Already known for her wit, Erma Bombeck's career as a humorist really began to take off in the mid-1960s. Entitled "At Wit", her humor column developed quite a following and gave voice to suburban housewives. In addition to her column, she wrote for magazines such as Good Housekeeping. She also authored several popular books. Beginning in the mid-1970s, Bombeck also became a TV personality.
Humorist, writer, columnist, journalist Erma Louise Fiste was born on February 21, 1927, in Dayton, Ohio. Erma Bombeck found the humor in the everyday experiences of being a wife and mother and shared it with her readers. But her early days were no laughing matter. Bombeck lost her father at the age of nine and her mother went to work to support them.
In junior high school, Erma Bombeck showed early signs of her future work, writing a humor column for her school's paper. She worked for the Dayton Herald (which later became the Journal-Herald) as a copygirl as a teenager and got her first article published while she was still in high school. After graduating in 1944, she joined the publication's writing staff and saved money for college. Bombeck graduated from the University of Dayton in 1949 and returned to the Journal-Herald. That same year, she married Bill Bombeck. Around this time, she also started writing for the paper's women's section.
Writing about Family Life
The Bombecks started a family in 1953 when they adopted a daughter, Betsy. Bombeck stopped working briefly, but soon returned to writing. She found much inspiration in her roles as mother and wife. The Bombeck family continued to grow during the 1950s with the addition of two sons; Andrew in 1955 and Matthew in 1958.

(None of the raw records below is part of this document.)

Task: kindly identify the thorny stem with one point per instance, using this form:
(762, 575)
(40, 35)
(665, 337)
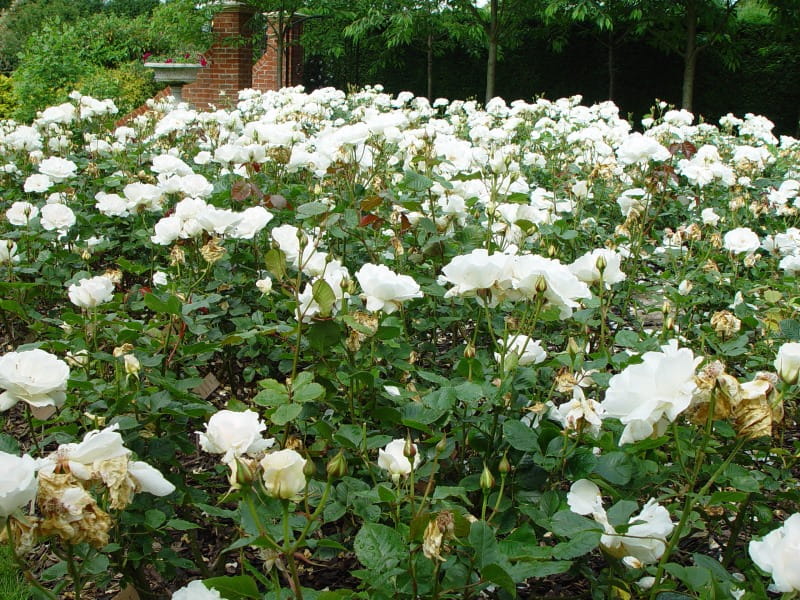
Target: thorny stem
(23, 566)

Already known for her keen wit and humorous observations, Bombeck's career as a humorist really began to take off in the mid-1960s. Her humor column, which first appeared in the Kettering-Oakwood Times, eventually went national through a newspaper syndicate. Initially her work appeared in a few dozen papers, but that number grew to hundreds over the next few years. Entitled "At Wit", her column found humor in some of the headaches associated with motherhood and family life and developed quite a following. She gave voice to the nation's many suburban housewives while making them laugh and even cry at the same time.
Success Outside Newspapers
In addition to her column, Bombeck wrote for magazines such as Good Housekeeping, Reader's Digest, Redbook and McCall's. She also authored several popular books, including such best sellers as The Grass Is Always Greener Over the Septic Tank (1976) and If Life is a Bowl of Cherries, What Am I Doing in the Pits? (1978). The Grass Is Always Greener Over the Septic Tank was later turned into a television movie starring Carol Burnett and Charles Grodin.

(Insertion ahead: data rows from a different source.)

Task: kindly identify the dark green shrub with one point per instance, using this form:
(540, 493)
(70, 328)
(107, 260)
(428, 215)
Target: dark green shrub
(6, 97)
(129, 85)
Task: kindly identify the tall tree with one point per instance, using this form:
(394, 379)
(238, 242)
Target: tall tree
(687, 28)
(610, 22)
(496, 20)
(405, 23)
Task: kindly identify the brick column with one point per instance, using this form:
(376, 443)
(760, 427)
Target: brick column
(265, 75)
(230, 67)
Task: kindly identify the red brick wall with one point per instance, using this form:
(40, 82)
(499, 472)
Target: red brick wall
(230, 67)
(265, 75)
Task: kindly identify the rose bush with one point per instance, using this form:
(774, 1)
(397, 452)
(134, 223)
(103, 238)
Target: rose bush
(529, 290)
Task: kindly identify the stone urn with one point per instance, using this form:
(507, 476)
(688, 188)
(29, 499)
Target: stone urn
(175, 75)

Beginning in the mid-1970s, Bombeck also became a television personality, appearing on Good Morning America for more than a decade. She also tried her hand at creating a television series. She lived in Los Angeles for a time while working the sitcom Maggie. The show's family was based on her own, and she wrote several of the episodes. Bombeck was also an executive producer on the series. Despite Bombeck's popularity, the show failed to catch on with television audiences and was canceled after eight weeks on the air.

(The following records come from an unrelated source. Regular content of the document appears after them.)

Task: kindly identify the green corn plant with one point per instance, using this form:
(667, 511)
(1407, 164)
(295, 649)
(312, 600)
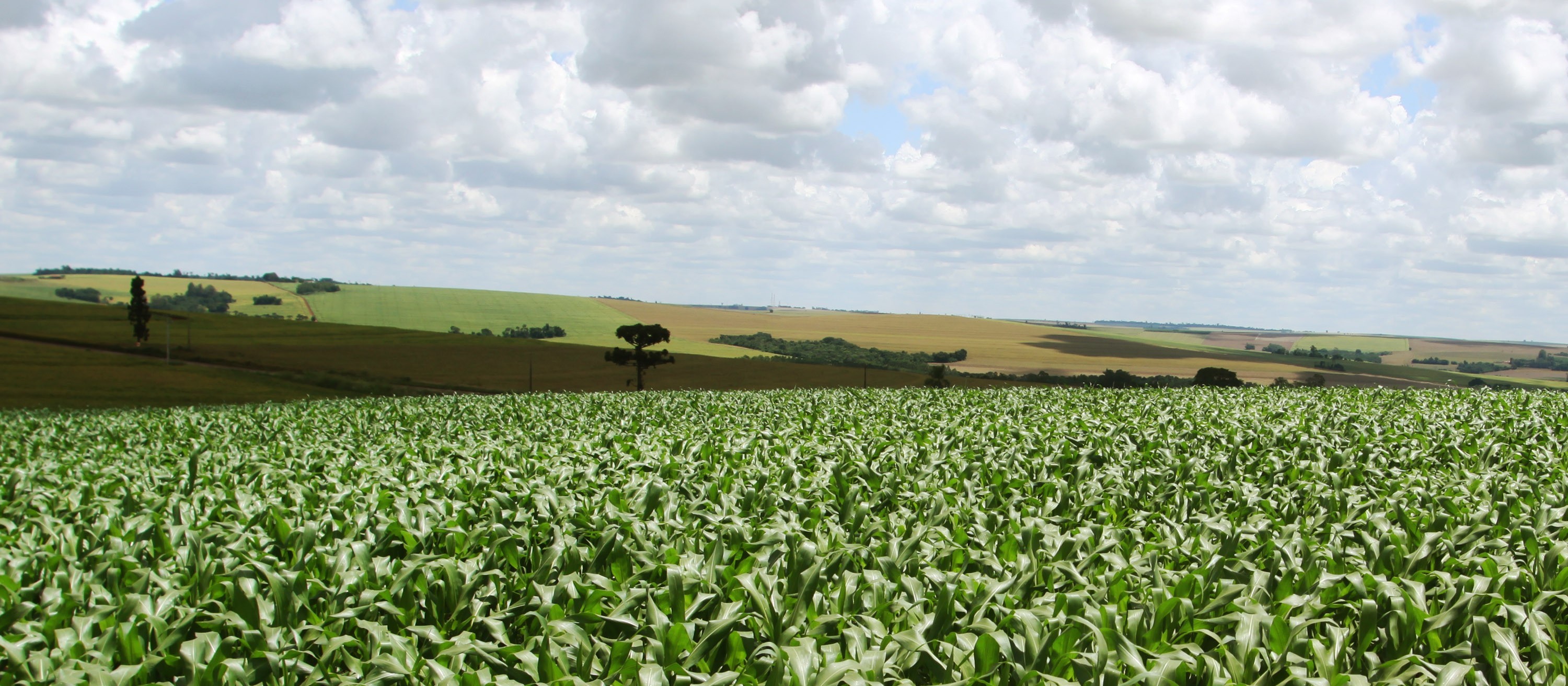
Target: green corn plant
(1004, 538)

Bombeck also had a very serious side too. She was a vocal advocate for the Equal Rights Amendment for women and served on the President's National Advisory Committee for Women in the late 1970s. In the 1980s, Bombeck tackled a very difficult subject; childhood cancer, with her book I Want to Grow Hair, I Want to Grow Up, I Want to Go to Boise (1989). She visited a camp for children with cancer and spent a lot of time with families with children fighting cancer as part of writing the book. Like her other work, it found the humor in a challenging situation while making some poignant observations.
In the 1990s, Bombeck faced her own battle with cancer. In 1992, she was diagnosed with breast cancer and had a mastectomy. Unfortunately, this was only the beginning of her health problems. After her cancer treatment, her kidneys began to shut down because of a disorder known as polycystic kidney disease. In 1996, Bombeck received a kidney transplant at the San Francisco Medical Center.
Erma Bombeck died from medical complications related to her transplant on April 22, 1996, in San Francisco, California.